Дмитрий Швидковский, один из лучших современных российских историков и теоретиков архитектуры, подвел следующий итог 1990–2000-м годам: «Постмодернизм почти в тотальной степени у нас и в очень большой степени за границей убил архитектуру как искусство». Я наткнулся на это место в его газетном интервью и вспомнил, как в 1982 году на конференции в Суздале Александр Раппопорт, мыслитель не менее глубокий, но несколько более поэтический, убеждал меня, что архитектура как искусство умерла, и ее убил индустриальный модернизм (сегодня он считает, что она скончалась по сложной совокупности причин, но все равно скончалась). Примерно тех же идей придерживался Питер Айзенманн, хотя у него смерть архитектуры вытекает из постструктуралистских идей — смерти автора Ролана Барта, смерти личности Мишеля Фуко и т.д. Андрей Буров, в общем-то не уступавший никому из названных глубиной своих идей, хотя меньше писавший, считал, что архитектура умерла в 1953 году вместе с хрущевским «постановлением об излишествах». Константин Мельников относил это к более раннему периоду — к 1936 году, когда его отовсюду уволили и отобрали мастерскую.

До этих величественных фигур русская архитектурная школа была так молода и наивна, что не выходила на столь высокий уровень обобщений. Но тут большая традиция: Альфред Лоос считал, что архитектуру убило украшение, Джон Рескин — разрыв с природой, Виолле ле Дюк — забвение готики, а Вазари считал, что она погибла еще раньше, и как раз готика ее и убила. Витрувий прямо нам не оставил заявлений о смерти архитектуры, а мог бы. У него есть крайне неодобрительная глава о помпейских росписях, из которой ясно, что если так относиться к архитектуре, то это ее доконает.

Мне кажется, этот мартиролог должен вызывать некоторое беспокойство в смысле жизнеспособности организма, который все время дохнет.
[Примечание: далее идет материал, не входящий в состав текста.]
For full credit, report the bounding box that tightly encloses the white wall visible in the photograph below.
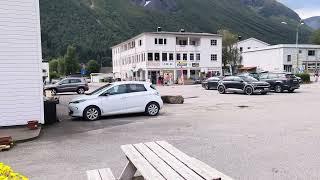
[242,48,284,72]
[0,0,44,126]
[112,33,223,78]
[237,38,269,52]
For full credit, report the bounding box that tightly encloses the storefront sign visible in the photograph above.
[177,61,188,67]
[192,63,200,67]
[147,61,160,67]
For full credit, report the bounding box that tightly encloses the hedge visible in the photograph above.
[295,73,310,83]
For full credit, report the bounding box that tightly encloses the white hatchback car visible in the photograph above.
[68,81,163,121]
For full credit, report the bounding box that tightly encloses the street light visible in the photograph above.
[281,20,304,73]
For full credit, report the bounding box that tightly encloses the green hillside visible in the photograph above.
[39,0,312,64]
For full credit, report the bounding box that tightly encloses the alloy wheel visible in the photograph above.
[86,108,99,120]
[78,88,85,94]
[51,89,57,95]
[245,87,253,95]
[275,85,282,93]
[148,104,159,116]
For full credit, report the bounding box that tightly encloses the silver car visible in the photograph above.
[44,77,89,95]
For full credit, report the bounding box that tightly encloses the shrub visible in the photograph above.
[295,73,310,83]
[0,162,28,180]
[50,71,60,80]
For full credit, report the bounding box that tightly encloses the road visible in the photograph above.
[1,83,320,180]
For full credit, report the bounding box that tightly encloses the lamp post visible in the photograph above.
[295,20,304,73]
[281,20,304,73]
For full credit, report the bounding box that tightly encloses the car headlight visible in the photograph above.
[70,99,87,104]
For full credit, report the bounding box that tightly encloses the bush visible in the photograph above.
[0,162,28,180]
[295,73,310,83]
[50,71,60,80]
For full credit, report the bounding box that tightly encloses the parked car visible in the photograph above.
[217,75,270,95]
[202,77,222,90]
[258,72,300,93]
[68,81,163,121]
[44,77,89,95]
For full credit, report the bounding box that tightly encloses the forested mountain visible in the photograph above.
[305,16,320,30]
[40,0,311,64]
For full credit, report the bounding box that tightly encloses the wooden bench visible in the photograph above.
[87,141,233,180]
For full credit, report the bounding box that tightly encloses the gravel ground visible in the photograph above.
[1,83,320,180]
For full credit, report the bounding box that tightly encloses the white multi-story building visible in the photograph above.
[112,31,222,84]
[236,37,270,52]
[242,44,320,73]
[0,0,44,126]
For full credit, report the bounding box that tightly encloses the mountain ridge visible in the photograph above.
[305,16,320,30]
[39,0,311,63]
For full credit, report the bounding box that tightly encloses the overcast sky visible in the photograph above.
[278,0,320,19]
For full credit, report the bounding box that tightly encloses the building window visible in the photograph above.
[211,54,217,61]
[196,53,200,61]
[148,53,153,61]
[176,53,181,61]
[164,39,167,45]
[159,38,163,44]
[162,53,167,61]
[248,47,251,49]
[155,38,158,44]
[139,40,142,46]
[169,53,174,61]
[155,53,160,61]
[183,53,187,61]
[190,54,194,61]
[211,39,217,46]
[308,50,315,56]
[240,47,243,52]
[287,55,291,62]
[299,50,302,54]
[179,40,187,46]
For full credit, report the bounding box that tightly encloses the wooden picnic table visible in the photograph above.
[87,141,233,180]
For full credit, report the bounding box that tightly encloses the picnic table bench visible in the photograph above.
[87,141,233,180]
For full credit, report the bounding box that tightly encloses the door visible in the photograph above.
[100,84,128,115]
[233,77,245,90]
[68,79,82,91]
[57,79,70,92]
[222,77,234,89]
[125,84,149,113]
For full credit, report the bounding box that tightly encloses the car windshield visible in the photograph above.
[86,84,112,95]
[240,76,258,82]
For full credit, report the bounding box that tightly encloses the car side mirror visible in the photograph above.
[102,92,111,96]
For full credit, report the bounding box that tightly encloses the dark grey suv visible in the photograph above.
[44,78,89,95]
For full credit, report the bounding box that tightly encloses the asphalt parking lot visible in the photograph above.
[1,83,320,180]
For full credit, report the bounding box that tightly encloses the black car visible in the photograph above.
[217,75,270,95]
[202,77,222,90]
[258,72,300,93]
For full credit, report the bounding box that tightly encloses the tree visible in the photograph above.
[57,57,66,75]
[87,60,100,73]
[218,29,241,75]
[64,45,79,75]
[311,30,320,45]
[49,59,59,73]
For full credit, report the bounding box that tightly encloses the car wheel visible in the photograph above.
[288,89,295,93]
[51,89,57,96]
[244,86,254,95]
[145,102,160,116]
[84,106,100,121]
[275,84,283,93]
[218,85,226,94]
[77,87,85,94]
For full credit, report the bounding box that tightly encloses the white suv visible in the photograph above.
[68,81,163,121]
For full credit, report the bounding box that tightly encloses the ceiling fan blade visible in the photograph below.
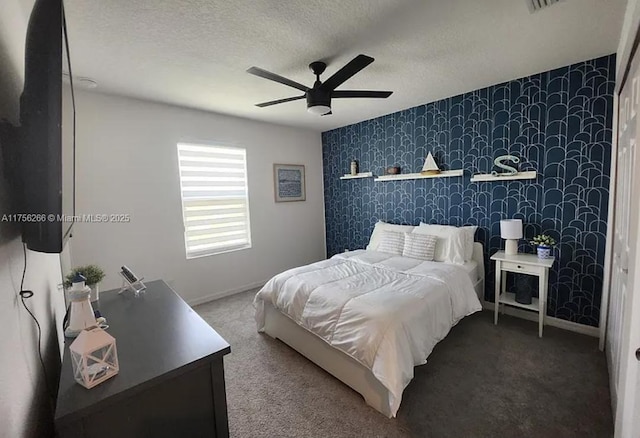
[320,54,374,91]
[255,95,305,108]
[321,111,333,116]
[332,90,393,98]
[247,67,308,92]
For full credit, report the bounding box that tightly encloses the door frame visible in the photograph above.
[600,91,619,351]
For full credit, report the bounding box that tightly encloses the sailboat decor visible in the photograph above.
[421,152,441,175]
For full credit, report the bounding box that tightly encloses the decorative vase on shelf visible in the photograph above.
[350,159,358,176]
[537,245,552,260]
[386,166,400,174]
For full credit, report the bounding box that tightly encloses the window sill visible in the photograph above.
[186,244,252,259]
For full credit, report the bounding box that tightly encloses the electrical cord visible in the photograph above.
[18,243,54,403]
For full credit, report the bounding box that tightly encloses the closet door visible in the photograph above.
[611,36,640,437]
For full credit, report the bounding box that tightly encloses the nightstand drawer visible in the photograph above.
[501,261,542,275]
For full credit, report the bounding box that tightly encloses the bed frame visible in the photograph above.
[262,243,485,417]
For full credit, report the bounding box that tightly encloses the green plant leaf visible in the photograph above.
[64,264,105,288]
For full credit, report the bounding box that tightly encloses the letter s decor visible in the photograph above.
[491,155,520,177]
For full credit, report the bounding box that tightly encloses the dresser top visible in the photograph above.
[55,280,230,426]
[490,250,555,268]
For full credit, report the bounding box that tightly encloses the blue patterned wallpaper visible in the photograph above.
[322,55,615,327]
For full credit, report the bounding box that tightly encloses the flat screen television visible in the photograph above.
[19,0,74,253]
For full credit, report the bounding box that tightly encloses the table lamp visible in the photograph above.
[500,219,523,255]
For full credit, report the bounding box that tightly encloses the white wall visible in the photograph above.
[0,1,67,437]
[69,90,325,304]
[0,0,28,123]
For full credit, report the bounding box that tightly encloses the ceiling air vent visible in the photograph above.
[526,0,564,13]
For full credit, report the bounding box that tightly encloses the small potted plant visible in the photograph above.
[530,234,556,259]
[65,265,105,302]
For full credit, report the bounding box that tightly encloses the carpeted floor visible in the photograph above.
[195,290,612,438]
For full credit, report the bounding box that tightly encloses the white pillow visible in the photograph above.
[413,223,467,265]
[461,226,478,261]
[376,230,405,255]
[367,221,415,251]
[418,223,477,262]
[403,233,437,261]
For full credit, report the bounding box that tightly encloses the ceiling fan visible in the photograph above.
[247,54,393,116]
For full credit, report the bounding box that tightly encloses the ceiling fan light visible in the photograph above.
[307,104,331,115]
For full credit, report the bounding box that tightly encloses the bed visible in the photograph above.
[254,242,485,418]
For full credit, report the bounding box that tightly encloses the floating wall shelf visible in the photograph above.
[374,169,464,182]
[470,171,537,182]
[340,172,374,180]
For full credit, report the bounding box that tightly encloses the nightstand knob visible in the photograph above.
[517,265,522,269]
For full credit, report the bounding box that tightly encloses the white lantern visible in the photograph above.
[70,327,119,389]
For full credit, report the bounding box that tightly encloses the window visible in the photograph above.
[177,143,251,258]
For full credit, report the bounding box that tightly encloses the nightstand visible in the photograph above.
[491,251,555,338]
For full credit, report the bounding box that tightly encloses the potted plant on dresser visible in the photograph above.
[65,265,105,303]
[530,234,556,259]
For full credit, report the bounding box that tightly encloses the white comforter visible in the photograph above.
[254,250,482,416]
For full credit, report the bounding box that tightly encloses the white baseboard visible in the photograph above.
[481,302,600,338]
[187,280,266,307]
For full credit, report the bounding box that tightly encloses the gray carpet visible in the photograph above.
[195,291,612,438]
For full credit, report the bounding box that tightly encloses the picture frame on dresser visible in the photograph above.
[274,163,306,202]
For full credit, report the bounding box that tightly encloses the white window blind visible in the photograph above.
[177,143,251,258]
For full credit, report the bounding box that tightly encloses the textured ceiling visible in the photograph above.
[62,0,626,132]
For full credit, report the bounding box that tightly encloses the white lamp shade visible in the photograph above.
[500,219,523,239]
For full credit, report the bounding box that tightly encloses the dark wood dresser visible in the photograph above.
[55,280,230,438]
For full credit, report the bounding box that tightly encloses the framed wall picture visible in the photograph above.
[274,164,306,202]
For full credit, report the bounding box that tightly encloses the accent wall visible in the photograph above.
[322,54,615,327]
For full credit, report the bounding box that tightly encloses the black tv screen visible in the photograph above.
[19,0,74,253]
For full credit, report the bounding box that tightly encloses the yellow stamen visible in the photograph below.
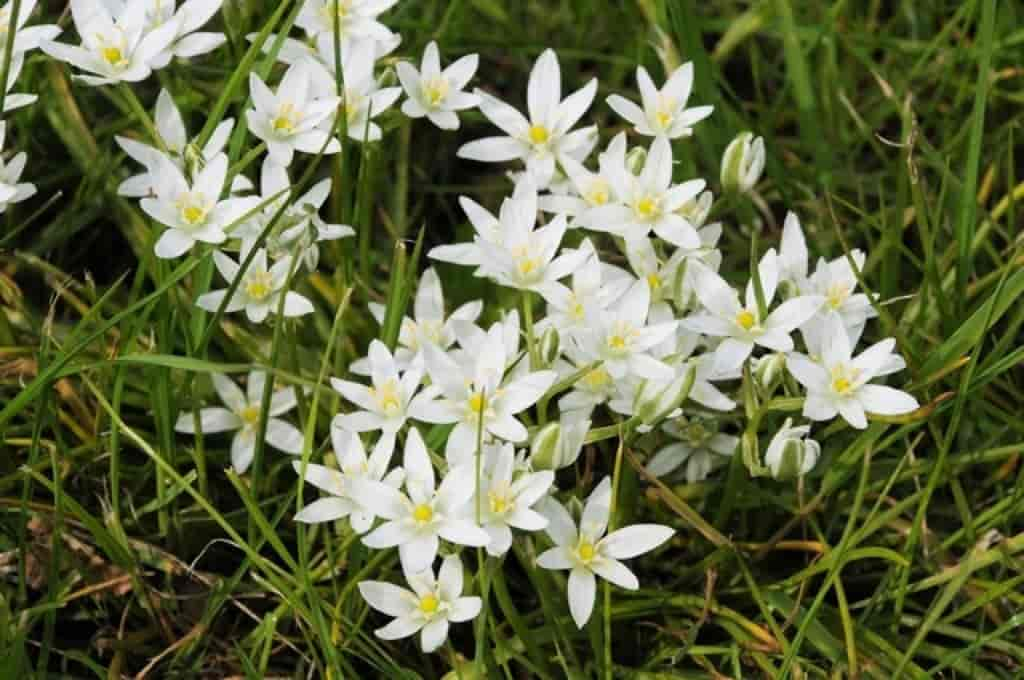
[635,195,659,219]
[655,110,673,128]
[735,309,756,331]
[646,273,661,290]
[418,593,439,614]
[422,76,450,107]
[468,393,485,414]
[528,125,550,145]
[240,405,260,426]
[577,540,596,563]
[413,504,433,523]
[371,380,402,415]
[101,46,124,66]
[488,490,512,515]
[581,367,611,389]
[245,272,274,301]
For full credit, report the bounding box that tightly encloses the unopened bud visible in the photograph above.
[625,146,647,175]
[539,327,560,367]
[529,417,589,470]
[720,132,765,194]
[633,365,695,426]
[764,418,820,480]
[676,190,713,228]
[753,352,786,395]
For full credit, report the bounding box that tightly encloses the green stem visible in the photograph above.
[522,291,539,370]
[119,84,166,152]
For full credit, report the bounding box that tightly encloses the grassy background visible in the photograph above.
[2,0,1024,677]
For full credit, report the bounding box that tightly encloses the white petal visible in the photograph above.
[568,567,596,629]
[600,524,674,559]
[590,558,639,590]
[359,581,417,618]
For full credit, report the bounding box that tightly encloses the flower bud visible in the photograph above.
[633,365,695,427]
[676,190,713,228]
[753,352,786,395]
[764,418,820,481]
[625,145,647,175]
[530,417,589,470]
[538,326,560,367]
[720,132,765,194]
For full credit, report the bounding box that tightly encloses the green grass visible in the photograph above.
[2,0,1024,678]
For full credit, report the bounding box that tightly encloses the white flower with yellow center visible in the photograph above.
[607,62,713,139]
[473,443,553,556]
[247,59,342,166]
[572,278,678,382]
[196,248,315,323]
[538,134,628,219]
[331,340,436,435]
[646,417,738,482]
[336,37,402,142]
[581,134,706,249]
[414,319,557,466]
[40,0,181,86]
[682,250,824,373]
[349,428,491,573]
[174,371,303,473]
[787,313,918,430]
[539,239,632,337]
[397,40,480,130]
[537,477,674,628]
[141,152,258,259]
[458,48,598,189]
[801,248,877,346]
[296,0,397,44]
[293,428,404,533]
[134,0,226,69]
[358,554,482,653]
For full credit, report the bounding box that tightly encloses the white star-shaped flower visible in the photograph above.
[397,40,480,130]
[607,62,713,139]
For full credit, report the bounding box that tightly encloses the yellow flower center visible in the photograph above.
[686,423,709,446]
[635,195,660,220]
[371,379,402,415]
[655,110,673,128]
[413,504,434,523]
[608,334,627,350]
[586,180,610,206]
[735,309,757,331]
[182,204,206,225]
[273,103,300,134]
[418,593,439,615]
[240,405,260,426]
[830,364,861,395]
[826,282,850,309]
[646,273,661,290]
[467,392,486,414]
[422,76,450,107]
[576,540,596,564]
[101,46,124,66]
[245,272,274,301]
[488,489,513,516]
[581,367,611,389]
[528,125,550,145]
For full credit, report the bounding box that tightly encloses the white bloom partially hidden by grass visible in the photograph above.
[682,251,824,373]
[764,418,820,480]
[141,153,258,259]
[338,37,403,142]
[136,0,227,68]
[397,41,480,130]
[416,319,557,465]
[458,48,597,189]
[475,443,553,556]
[293,428,404,533]
[647,417,738,482]
[296,0,398,44]
[0,122,36,214]
[174,371,303,473]
[247,59,342,166]
[787,313,918,429]
[581,134,706,249]
[350,427,491,573]
[537,478,674,628]
[607,62,713,139]
[116,88,246,198]
[358,554,481,653]
[40,1,181,86]
[331,340,432,435]
[196,248,315,323]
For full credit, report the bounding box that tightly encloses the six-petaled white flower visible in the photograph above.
[607,62,713,139]
[196,247,315,322]
[397,40,480,130]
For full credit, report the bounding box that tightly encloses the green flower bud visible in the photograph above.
[539,326,560,367]
[720,131,765,194]
[633,365,696,427]
[625,145,647,175]
[753,352,787,395]
[675,189,713,228]
[764,418,820,481]
[530,418,589,470]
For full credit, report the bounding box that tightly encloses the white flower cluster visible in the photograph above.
[15,0,922,656]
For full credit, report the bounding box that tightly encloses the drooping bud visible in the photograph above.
[633,364,695,427]
[720,132,765,194]
[764,418,820,481]
[625,145,647,175]
[530,417,590,470]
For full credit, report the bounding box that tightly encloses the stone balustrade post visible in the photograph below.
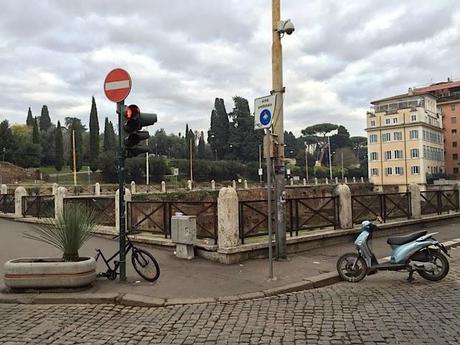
[314,177,318,185]
[232,180,236,189]
[335,184,352,229]
[211,180,216,190]
[130,181,136,195]
[1,184,7,195]
[52,183,59,195]
[353,177,356,183]
[54,187,68,219]
[218,187,240,249]
[161,181,166,193]
[303,178,306,186]
[335,177,338,184]
[408,183,421,219]
[360,177,364,183]
[289,178,294,186]
[243,180,248,189]
[115,188,132,233]
[14,187,28,217]
[95,183,101,196]
[344,177,348,184]
[325,177,329,184]
[187,180,192,191]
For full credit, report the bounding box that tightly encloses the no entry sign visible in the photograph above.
[104,68,132,103]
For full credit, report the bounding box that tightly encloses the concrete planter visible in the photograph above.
[3,257,96,289]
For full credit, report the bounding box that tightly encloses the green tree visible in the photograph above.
[0,120,15,162]
[198,131,206,159]
[40,126,56,166]
[301,123,339,165]
[66,117,85,172]
[103,118,116,152]
[330,125,352,150]
[350,136,368,161]
[32,118,40,144]
[208,98,230,159]
[26,107,34,127]
[55,121,64,172]
[89,96,100,172]
[39,105,51,132]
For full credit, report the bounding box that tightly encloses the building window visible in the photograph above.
[452,117,457,124]
[411,115,417,122]
[395,167,404,175]
[394,150,403,159]
[392,118,398,124]
[411,166,420,175]
[452,129,457,135]
[370,168,379,176]
[382,133,391,142]
[384,151,392,160]
[385,118,391,125]
[453,142,458,148]
[393,131,402,141]
[370,152,378,161]
[409,130,418,139]
[369,134,378,143]
[451,104,456,111]
[385,167,393,175]
[454,168,459,174]
[410,148,419,158]
[370,120,375,127]
[453,153,458,160]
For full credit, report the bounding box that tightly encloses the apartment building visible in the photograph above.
[366,92,444,191]
[414,79,460,177]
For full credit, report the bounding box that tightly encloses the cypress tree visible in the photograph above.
[39,105,51,131]
[198,131,206,159]
[55,121,64,172]
[26,107,34,126]
[103,117,116,152]
[32,118,40,144]
[89,96,100,172]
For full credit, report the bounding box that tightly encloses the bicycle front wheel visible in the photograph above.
[131,248,160,282]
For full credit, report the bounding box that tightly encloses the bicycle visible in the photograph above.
[95,229,160,282]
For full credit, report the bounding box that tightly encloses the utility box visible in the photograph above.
[171,213,196,259]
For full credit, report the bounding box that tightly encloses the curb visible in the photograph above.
[1,238,459,308]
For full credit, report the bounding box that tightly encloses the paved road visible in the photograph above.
[1,248,459,344]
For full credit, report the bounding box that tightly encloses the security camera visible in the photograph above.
[277,19,295,35]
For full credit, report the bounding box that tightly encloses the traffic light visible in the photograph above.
[121,104,157,157]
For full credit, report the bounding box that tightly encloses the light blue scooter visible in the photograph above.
[337,220,450,283]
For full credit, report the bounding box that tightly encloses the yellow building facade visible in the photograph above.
[367,93,444,191]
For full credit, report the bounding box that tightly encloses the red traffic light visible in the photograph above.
[124,104,140,120]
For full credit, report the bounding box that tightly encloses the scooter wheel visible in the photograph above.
[337,253,368,282]
[417,249,449,282]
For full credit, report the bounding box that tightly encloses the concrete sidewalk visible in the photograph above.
[1,217,459,306]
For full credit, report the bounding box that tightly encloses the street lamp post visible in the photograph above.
[328,136,332,180]
[341,151,344,181]
[305,147,309,182]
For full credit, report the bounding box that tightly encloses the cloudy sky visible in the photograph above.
[1,0,459,137]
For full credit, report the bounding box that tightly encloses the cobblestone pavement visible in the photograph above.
[1,248,460,345]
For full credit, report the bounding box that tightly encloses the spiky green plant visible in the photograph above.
[24,204,99,261]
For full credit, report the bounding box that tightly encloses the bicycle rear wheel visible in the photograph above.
[131,248,160,282]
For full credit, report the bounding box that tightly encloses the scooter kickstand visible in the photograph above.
[407,269,415,283]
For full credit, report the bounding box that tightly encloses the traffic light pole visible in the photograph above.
[117,100,127,281]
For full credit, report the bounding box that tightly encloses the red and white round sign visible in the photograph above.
[104,68,132,103]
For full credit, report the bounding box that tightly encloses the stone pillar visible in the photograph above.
[130,181,136,195]
[95,183,101,196]
[314,177,318,185]
[302,178,306,186]
[360,177,364,183]
[232,180,236,189]
[211,180,216,190]
[289,178,293,186]
[217,187,240,249]
[52,183,58,195]
[243,180,248,189]
[14,187,28,217]
[335,177,339,184]
[54,187,68,219]
[115,188,132,232]
[409,183,421,219]
[1,184,7,195]
[161,181,166,193]
[353,177,356,183]
[187,180,192,191]
[344,177,347,184]
[335,184,352,229]
[325,177,329,184]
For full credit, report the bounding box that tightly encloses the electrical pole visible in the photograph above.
[328,135,333,180]
[189,137,193,184]
[259,144,263,184]
[305,148,309,182]
[72,130,77,186]
[341,151,344,181]
[146,138,149,185]
[272,0,286,259]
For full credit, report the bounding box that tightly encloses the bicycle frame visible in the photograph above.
[95,236,135,273]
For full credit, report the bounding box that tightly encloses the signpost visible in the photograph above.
[104,68,132,282]
[255,95,276,279]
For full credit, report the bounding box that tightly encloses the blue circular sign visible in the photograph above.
[260,109,272,126]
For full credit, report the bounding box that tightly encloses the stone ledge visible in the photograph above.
[119,293,165,307]
[165,297,217,306]
[32,292,118,304]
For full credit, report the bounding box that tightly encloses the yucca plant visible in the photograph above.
[24,204,99,261]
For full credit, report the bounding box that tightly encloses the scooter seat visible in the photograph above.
[387,231,427,246]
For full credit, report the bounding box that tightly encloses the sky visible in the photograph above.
[1,0,459,137]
Собственно говоря, архитектура умирает ровно с того момента, как появляется. Тут стоит обратить внимание на две особенности этого процесса. Во-первых, смерть архитектуры ни мало не сказывается на процессе строительства, этого просто никто не замечает, за исключением группы архитектурных мыслителей, если они имеются. Во-вторых, по прошествии некоторого времени историки со всей очевидностью доказывают, что строительство в период, когда архитектура умерла, вне всякого сомнения было архитектурой. В частности, большим искусством было строительство и в период послевоенного модернизма, и в сталинском неоклассицизме, и в конструктивизме, и в эклектике, и в классике, и в готике, и даже помпейские фрески тоже были большим искусством. Исключение составляет последний период, и в качестве гипотезы рискну предположить, что это связано с отсутствием необходимой дистанции.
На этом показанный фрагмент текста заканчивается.